For myself, I've learned to accept the past was a short moment in time in time when I was different (less formed) as were those around me. Just as I may choose to forgive things that happened and the people involved, I also have to equally forgive myself and the less formed person I was then. There are so many choices and intersections that I could have made that would have put me on a different path. I have to believe that though those other paths may appear with possibilities of being better, exciting, my longing for that change is more a reflection of being dissatisfied with where I am than holding a truth of IF I only--which is an impossibility.
That's just me. Your path may be different. I'm constantly relearning I must deal with the here and now and taking the next step along the path without stumbling. I have to concentrate on who I am now and where I am going or I will not make it to the next hill and I will not build my resilience for the climb.
May you find your way again soon.
I grew up in a large family and was smack dab in the middle of the child lineup. Lost and not noticed much, so bad deeds were punished but forgiveness-not so much. I never, as a result, learned the art of forgiveness. I still struggle with it, though I'm better at it. I've learned that forgiveness, when offered, actually does more for me, but is vital for both parties concerned.
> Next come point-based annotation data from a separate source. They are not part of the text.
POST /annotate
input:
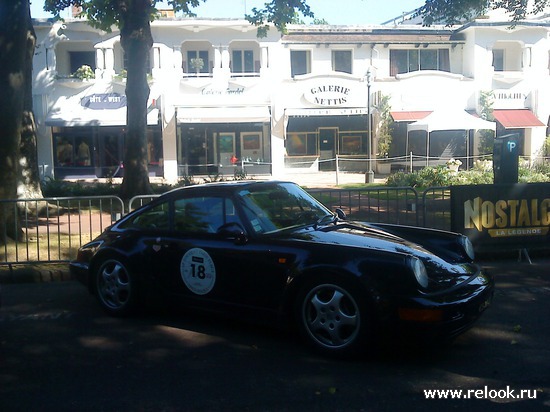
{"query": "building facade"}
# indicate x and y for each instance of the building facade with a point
(222, 99)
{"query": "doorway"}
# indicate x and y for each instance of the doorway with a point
(328, 138)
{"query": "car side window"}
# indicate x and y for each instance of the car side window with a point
(156, 217)
(203, 214)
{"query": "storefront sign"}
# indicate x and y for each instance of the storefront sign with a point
(328, 94)
(209, 91)
(102, 101)
(515, 216)
(510, 99)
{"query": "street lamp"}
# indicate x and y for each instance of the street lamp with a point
(369, 176)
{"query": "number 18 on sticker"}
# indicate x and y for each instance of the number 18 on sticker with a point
(198, 271)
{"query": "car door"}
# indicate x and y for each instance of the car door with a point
(196, 262)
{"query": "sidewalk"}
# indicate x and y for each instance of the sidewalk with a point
(324, 179)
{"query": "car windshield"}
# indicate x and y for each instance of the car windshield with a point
(281, 206)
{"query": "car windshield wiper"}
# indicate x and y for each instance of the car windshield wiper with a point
(326, 219)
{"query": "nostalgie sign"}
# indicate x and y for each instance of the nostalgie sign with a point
(513, 216)
(102, 101)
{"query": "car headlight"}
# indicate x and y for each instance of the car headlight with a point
(419, 270)
(468, 246)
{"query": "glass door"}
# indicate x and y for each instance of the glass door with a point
(327, 148)
(226, 149)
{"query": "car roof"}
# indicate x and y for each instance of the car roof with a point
(219, 188)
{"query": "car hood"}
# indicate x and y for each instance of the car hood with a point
(355, 234)
(361, 235)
But getting to the point of forgiving is so very difficult, it's definitely not in our DNA. It only comes from our Lord and Savior. But we still fight accepting the concept. You're right, Kevin, it's hard work. Offering that gift of forgiving to another when we have to humble ourselves (at least a little) to show our "under belly" to another hoping they'll accept our humbly offered gift. That's the scary part.
We can do it, we have to. I just wish we didn't have to do it so damned many times!